Evers eventually relented, accepting federal help and upping the National Guard count to 500 troops, after an estimated $50 million dollars in property damage affecting 100 businesses (with 40 of them now “out-of-business for good”), three people shot, and two of them dead. Steil said that if Evers had accepted help sooner, the Rittenhouse shooting on Tuesday night of that fiery week “for sure” wouldn’t have happened.
“Nobody should have been on the streets on Tuesday night, nobody,” Steil said. “They should have had sufficient resources and enforced a curfew and all of this. Everything that occurred on Tuesday night could have been avoided.”
Since When Does Evers Care about ‘Official Channels’?
To this day, Evers’ defenders say he fulfilled “all requests for assistance we received via official channels,” but his detractors say, “Who cares?” All it would have taken was the governor turning on the news or answering a call from a concerned citizen to know that his public relations prattle about “official channels” wouldn’t be enough to protect his constituents in Kenosha and their livelihoods.
“Talk to them, figure out what they need,” Steil said. “You’re the governor, you get to decide whether or not something is needed or not in the end. And clearly, the evidence is overwhelming that for three nights in a row, he failed to provide sufficient resources.”
“Evers’ version of official channels is mind-boggling,” Kleefisch added. “This is the same man who permitted a secret recording of legislative leaders. I wonder if he thinks things like that are somehow official channels.”
Evers’ office did not return The Federalist’s request for comment.
This Is Bad News for the Governor
None of this bodes well for Wisconsin’s governor, who will be up for reelection next November. Despite the media’s best efforts, evidence shows many of the state’s voters are fed up with crime and with leaders who aren’t willing to crack down on it. For instance, in the inner city of Kenosha, now-President Joe Biden fared worse than expected in the 2020 presidential election, losing the purple county by 3 percentage points.

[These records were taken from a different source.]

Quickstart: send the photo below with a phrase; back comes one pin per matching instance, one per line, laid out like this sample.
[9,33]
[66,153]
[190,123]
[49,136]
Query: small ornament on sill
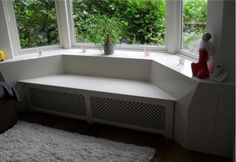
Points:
[146,51]
[2,55]
[200,69]
[181,60]
[40,52]
[84,48]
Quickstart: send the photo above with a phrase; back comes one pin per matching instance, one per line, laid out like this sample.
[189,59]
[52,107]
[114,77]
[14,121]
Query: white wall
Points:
[221,23]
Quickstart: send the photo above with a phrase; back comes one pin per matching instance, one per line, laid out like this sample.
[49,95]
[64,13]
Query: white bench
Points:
[126,103]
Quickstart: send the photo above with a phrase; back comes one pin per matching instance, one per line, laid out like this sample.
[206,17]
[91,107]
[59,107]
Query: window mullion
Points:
[11,25]
[174,23]
[63,23]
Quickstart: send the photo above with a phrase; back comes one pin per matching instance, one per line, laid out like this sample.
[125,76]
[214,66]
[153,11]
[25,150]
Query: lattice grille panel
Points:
[58,101]
[129,113]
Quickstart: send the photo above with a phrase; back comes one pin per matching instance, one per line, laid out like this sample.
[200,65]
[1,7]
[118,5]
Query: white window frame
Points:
[14,34]
[65,24]
[118,46]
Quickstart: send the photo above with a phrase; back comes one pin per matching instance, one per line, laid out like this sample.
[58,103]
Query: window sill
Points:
[171,61]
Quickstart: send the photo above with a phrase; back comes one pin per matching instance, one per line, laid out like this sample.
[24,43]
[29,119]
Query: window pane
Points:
[36,22]
[194,23]
[141,21]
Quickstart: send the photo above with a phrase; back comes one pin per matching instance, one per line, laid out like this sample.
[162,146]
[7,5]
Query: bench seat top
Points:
[102,84]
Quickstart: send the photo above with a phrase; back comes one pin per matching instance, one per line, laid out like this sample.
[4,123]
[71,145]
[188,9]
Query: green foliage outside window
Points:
[144,20]
[36,22]
[194,23]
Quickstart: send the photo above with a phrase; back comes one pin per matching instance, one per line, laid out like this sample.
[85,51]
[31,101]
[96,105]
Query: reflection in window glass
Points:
[194,23]
[36,22]
[142,21]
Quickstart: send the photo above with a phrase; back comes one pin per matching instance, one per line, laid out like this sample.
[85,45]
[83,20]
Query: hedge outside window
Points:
[194,24]
[36,22]
[143,20]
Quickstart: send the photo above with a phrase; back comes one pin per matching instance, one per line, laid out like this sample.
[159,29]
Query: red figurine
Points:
[200,69]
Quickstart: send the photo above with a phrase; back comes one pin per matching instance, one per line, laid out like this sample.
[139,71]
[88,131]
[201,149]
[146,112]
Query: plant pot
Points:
[109,48]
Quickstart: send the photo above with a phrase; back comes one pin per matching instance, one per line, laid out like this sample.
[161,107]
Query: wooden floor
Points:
[166,150]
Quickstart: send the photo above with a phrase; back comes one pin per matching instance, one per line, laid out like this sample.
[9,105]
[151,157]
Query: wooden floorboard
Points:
[166,150]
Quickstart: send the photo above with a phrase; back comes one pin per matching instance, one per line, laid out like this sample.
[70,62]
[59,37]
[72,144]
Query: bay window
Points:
[173,26]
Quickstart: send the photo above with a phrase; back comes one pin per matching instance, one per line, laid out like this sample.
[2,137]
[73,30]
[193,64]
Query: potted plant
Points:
[104,32]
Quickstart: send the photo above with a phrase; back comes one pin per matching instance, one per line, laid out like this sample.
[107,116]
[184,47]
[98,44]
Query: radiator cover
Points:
[151,115]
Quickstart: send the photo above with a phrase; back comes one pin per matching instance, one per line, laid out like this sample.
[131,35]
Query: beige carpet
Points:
[28,142]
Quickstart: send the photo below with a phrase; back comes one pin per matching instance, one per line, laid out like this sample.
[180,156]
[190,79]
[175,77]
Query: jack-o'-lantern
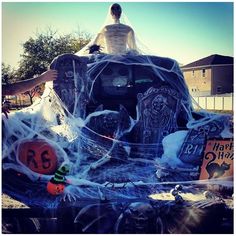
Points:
[39,156]
[55,189]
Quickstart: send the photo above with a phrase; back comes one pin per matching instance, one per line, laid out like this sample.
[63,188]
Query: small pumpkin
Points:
[39,156]
[55,189]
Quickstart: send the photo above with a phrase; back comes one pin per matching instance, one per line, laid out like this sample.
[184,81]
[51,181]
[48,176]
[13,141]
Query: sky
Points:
[184,31]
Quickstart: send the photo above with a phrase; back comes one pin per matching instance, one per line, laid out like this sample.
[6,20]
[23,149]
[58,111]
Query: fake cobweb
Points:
[112,153]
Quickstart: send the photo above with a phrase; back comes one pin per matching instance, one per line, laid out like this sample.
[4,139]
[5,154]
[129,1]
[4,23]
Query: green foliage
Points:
[8,74]
[41,50]
[38,53]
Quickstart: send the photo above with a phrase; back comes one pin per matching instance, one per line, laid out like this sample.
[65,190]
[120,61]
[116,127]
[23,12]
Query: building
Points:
[208,76]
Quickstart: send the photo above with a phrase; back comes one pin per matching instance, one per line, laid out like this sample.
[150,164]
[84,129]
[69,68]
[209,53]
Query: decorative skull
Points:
[138,218]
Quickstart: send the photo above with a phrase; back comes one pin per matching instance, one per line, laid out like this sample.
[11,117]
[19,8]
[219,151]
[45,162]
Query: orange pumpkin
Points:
[55,189]
[39,156]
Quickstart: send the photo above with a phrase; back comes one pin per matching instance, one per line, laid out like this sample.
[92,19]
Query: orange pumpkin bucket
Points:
[55,189]
[39,156]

Even Democrat voters are concerned about crime. A 2022 Democratic primary poll conducted last month in Kenosha’s neighbor Milwaukee showed that “lowering crime and increasing neighborhood safety” are top issues for even blue voters.
Election results are about more than riots, however, and in the 2022 gubernatorial race, they’ll be based on Wisconsin’s 72 counties, not just battered Kenosha. But polls show crime concerns are much bigger than isolated riots. According to the Marquette University poll, 69 percent of registered Wisconsin voters think crime is rising nationwide, with 43 percent saying it is higher in their communities.
“If you take a look at what has happened in Wisconsin over the last year, you’ve seen a drive-by shooting in the Wisconsin Dells, waterpark capital of the world, right? You’ve seen a shooting two blocks off of State Street, where we like to advertise the world’s largest outdoor farmer’s market right by the Wisconsin State Capitol. You saw a state senator beat until he was unconscious and left on the Capitol lawn while rioters destroyed statues and tried to firebomb the City County building,” Kleefisch said. “Even the NBA championship celebration was interrupted by shootings.”
“These are the news cycles that our everyday Wisconsinites are watching,” Kleefisch continued. “And to see this type of thing bleed into everyday conversations is a sad change from what we saw just a few short years ago, and I think it is a direct result of the abdication of leadership and the weakness of Gov. Tony Evers.”
Everyday Wisconsinites are watching, and like the Kenoshans whose windows are still boarded, they won’t soon forget.